An der Krumbacher Straße nahe des Hindenburgparks, wo das Fest jedes Jahr stattfindet, kommt es zur Schlägerei. B. geht auf den Vater los und schlägt ihm so hart ins Gesicht, dass die Knochen regelrecht zertrümmert werden. „Ich habe ein Krachen im Gesicht gespürt“, erzählt der heute 56-jährige Ichenhauser. Dann sei er blutüberströmt zu Boden gegangen. Er erleidet mehrere Gesichtsfrakturen, muss zwei Wochen im Krankenhaus bleiben. B. lässt in jener Nacht aber nicht von dem Verletzten ab, traktiert ihn und auch den Sohn weiter mit Schlägen und Tritten. Auch zwei Freunde des Angeklagten machen mit. Sie sind in separaten Verfahren bereits verurteilt worden. Einem Ordner, der den Streit schlichten will, verpasst B. einen Tritt in den Bauch. Der Mann ruft die Polizei, eine Streife greift die drei mit dem Auto geflohenen Täter später auf.
Der Angeklagte kann sich vor Gericht aber an viele Details nicht mehr erinnern. Die Polizei stellte damals einen Alkoholgehalt von fast zwei Promille fest. Dennoch lässt sein Verteidiger eine Erklärung abgeben, in der er die Taten im Wesentlichen zugibt. Und er will sich bei den Opfern entschuldigen. „Mir ist klar, dass ich einen Fehler gemacht habe. Ich würde es am liebsten rückgängig machen.“Warum er fast neun Jahre für diese Worte gebraucht hat, begründet B. nicht.
Den damals schwer verletzten 56-Jährigen, der als Nebenkläger auftritt, tröstet das wenig. Er berichtet von den Schmerzen, die er immer noch hat, von den psychischen Problemen nach dem Anund griff. 24 Metallplatten hatte er zeitweise im Schädel, um die Schäden zu reparieren. Sein Metallhandel-Geschäft wäre brachgelegen, hätte sein Sohn sich nicht um alles gekümmert. Alex B. hört sich alles regungslos an, wirkt den ganzen Prozess über teilnahmslos.
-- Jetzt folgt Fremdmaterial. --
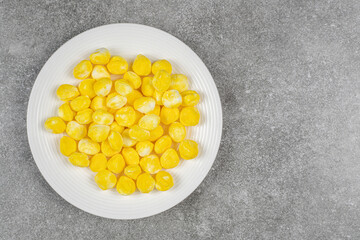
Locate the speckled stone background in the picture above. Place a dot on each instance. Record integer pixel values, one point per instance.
(288, 73)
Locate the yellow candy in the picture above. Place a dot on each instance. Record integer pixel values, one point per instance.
(161, 65)
(132, 171)
(144, 148)
(102, 87)
(177, 132)
(188, 149)
(116, 163)
(147, 88)
(125, 116)
(98, 103)
(55, 125)
(102, 117)
(139, 134)
(76, 130)
(79, 159)
(98, 162)
(128, 142)
(100, 56)
(100, 71)
(169, 115)
(117, 65)
(142, 65)
(86, 88)
(179, 82)
(169, 159)
(162, 144)
(88, 146)
(115, 101)
(125, 186)
(156, 133)
(130, 155)
(190, 98)
(161, 81)
(105, 179)
(171, 99)
(164, 181)
(67, 145)
(83, 69)
(67, 92)
(84, 116)
(150, 164)
(122, 87)
(189, 116)
(80, 103)
(98, 133)
(144, 104)
(149, 122)
(115, 140)
(145, 183)
(133, 79)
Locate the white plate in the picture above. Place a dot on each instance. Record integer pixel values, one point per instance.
(76, 185)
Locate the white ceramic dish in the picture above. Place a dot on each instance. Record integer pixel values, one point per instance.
(76, 185)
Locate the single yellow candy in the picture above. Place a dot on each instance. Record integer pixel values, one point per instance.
(88, 146)
(67, 145)
(115, 101)
(144, 148)
(125, 116)
(156, 133)
(141, 65)
(55, 125)
(161, 65)
(79, 159)
(144, 104)
(105, 179)
(190, 98)
(147, 88)
(179, 82)
(130, 155)
(149, 121)
(188, 149)
(161, 81)
(125, 186)
(117, 65)
(100, 71)
(133, 79)
(98, 133)
(171, 99)
(169, 115)
(169, 159)
(98, 162)
(139, 134)
(80, 103)
(150, 164)
(162, 144)
(164, 181)
(100, 56)
(76, 130)
(189, 116)
(67, 92)
(86, 88)
(84, 116)
(83, 69)
(132, 171)
(177, 132)
(115, 140)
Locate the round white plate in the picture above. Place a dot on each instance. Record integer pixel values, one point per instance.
(76, 185)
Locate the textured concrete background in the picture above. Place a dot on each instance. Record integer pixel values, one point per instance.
(288, 73)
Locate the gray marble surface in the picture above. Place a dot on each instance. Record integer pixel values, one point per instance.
(288, 73)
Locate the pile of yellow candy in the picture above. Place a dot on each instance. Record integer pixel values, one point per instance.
(126, 130)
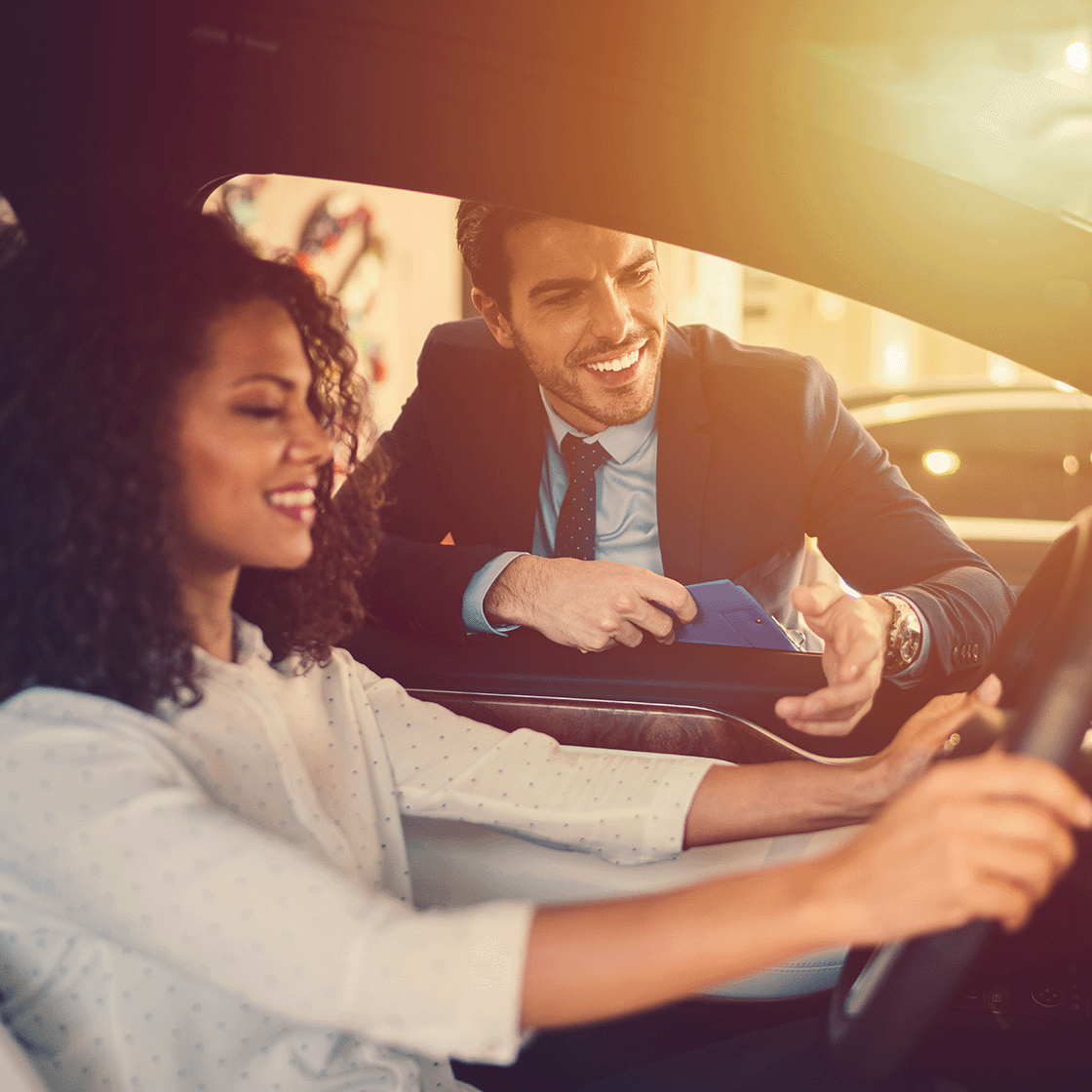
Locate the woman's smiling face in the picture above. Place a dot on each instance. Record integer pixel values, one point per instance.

Umso emotionaler wird er nach der Urteilsverkündung. Richterin Franziska Braun verurteilt ihn zu einer Bewährungsstrafe von einem Jahr und neun Monaten. Außerdem muss er Arbeitsstunden ableisten und eine Geldstrafe zahlen. Seine Familie fällt ihm nach Prozessende noch im Saal in die Arme. Ehefrau, Schwester und Mutter haben mitgefiebert, die Erleichterung ist groß. Schließlich hat B. bereits eine Anstellung als Kraftfahrer in Aussicht, die Kinder gehen in Deutschland zur Schule. Er will sich etwas aufbauen. Ausgestanden ist die Sache aber noch nicht. Der Geschädigte hat bereits angekündigt, Schmerzensgeld einklagen zu wollen. Schließlich, sagt dessen Anwalt Reinhard Dauer, müsse sein Mandant für immer mit den Folgen der Tat leben.